A recent demonstration at the University of Illinois in the US by one of Microsoft’s senior operating system (OS) engineers Eric Traut gave a taste of what the core functionality of Windows 7 would look like.
Traut, who works over a team of around 200 engineers and is behind the virtual and kernel development, showed how virtual server technology was becoming more important as the Windows NT core is being redesigned.
Windows 7, codenamed Vienna, has been in development ever since the launch of Vista earlier this year and with an estimated timeframe for development of three years given by Microsoft, it should be available some time in 2010.
According to http://www.arstechnica.com Traut demonstrated a bare bones version of Windows 7 called ‘MinWin’ that showed only the core kernel of the OS, without the graphical user interface.
Just as Windows ME was seen as the filler between the 98 and XP operating systems, so too is Vista viewed by many as a ‘quick fix’ until Windows 7 comes out.

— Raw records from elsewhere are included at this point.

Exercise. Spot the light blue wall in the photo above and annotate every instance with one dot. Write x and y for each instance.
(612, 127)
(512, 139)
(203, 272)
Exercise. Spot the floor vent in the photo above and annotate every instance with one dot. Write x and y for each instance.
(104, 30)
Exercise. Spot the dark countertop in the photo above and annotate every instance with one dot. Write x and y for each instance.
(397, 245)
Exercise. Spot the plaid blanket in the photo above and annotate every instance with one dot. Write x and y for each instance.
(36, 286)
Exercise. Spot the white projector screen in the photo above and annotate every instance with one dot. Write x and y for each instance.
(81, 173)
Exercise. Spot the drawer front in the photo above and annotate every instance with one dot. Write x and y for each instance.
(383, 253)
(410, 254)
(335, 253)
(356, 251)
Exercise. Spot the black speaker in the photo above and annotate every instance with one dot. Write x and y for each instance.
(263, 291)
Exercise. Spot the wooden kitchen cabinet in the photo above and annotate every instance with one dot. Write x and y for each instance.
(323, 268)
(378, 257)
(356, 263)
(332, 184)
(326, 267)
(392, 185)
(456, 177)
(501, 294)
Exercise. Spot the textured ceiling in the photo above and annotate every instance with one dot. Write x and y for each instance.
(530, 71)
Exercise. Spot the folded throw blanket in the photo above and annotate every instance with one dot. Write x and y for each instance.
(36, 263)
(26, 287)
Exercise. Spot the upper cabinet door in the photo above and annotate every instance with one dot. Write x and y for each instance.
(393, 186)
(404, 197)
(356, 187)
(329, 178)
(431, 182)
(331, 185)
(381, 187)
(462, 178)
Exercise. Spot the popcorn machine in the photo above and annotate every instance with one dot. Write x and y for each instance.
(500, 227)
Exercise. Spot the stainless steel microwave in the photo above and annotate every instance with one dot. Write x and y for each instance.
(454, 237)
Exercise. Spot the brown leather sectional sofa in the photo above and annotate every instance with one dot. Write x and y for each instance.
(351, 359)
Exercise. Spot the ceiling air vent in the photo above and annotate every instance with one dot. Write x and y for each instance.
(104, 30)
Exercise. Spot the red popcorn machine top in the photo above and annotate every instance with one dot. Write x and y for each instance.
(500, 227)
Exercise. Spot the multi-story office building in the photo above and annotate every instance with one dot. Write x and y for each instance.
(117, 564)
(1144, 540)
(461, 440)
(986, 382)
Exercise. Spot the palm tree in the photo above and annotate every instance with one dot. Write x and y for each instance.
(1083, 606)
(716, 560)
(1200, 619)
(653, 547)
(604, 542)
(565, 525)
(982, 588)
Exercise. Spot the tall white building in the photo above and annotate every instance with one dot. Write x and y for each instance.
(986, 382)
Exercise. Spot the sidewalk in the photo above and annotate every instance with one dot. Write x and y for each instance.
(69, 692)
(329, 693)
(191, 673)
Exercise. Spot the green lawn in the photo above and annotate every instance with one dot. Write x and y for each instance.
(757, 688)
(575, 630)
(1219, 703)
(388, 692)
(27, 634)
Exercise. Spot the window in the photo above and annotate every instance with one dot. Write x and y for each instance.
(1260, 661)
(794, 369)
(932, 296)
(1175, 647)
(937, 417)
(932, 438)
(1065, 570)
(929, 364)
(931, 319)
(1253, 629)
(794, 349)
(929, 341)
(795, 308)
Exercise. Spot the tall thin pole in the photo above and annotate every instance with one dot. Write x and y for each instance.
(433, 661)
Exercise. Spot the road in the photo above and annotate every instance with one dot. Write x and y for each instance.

In an interview with Newsweek earlier this year Bill Gates hinted at what users could look forward to with Windows 7. He said that it would be more ‘user centric’ giving examples of how files, home pages and favourites would be instantly viewable and useable from any PC.
He also said that parallel computing would be an important factor in the new OS’s functionality.
Meanwhile, Microsoft is not releasing any news on the development, instead focusing on its current Vista offering.
“We are not giving official guidance to the public yet about the next version of Windows, other than that we’re working on it.
“When we are ready, we will provide updates,” said Kevin Kutz, director with Windows Client, earlier this year.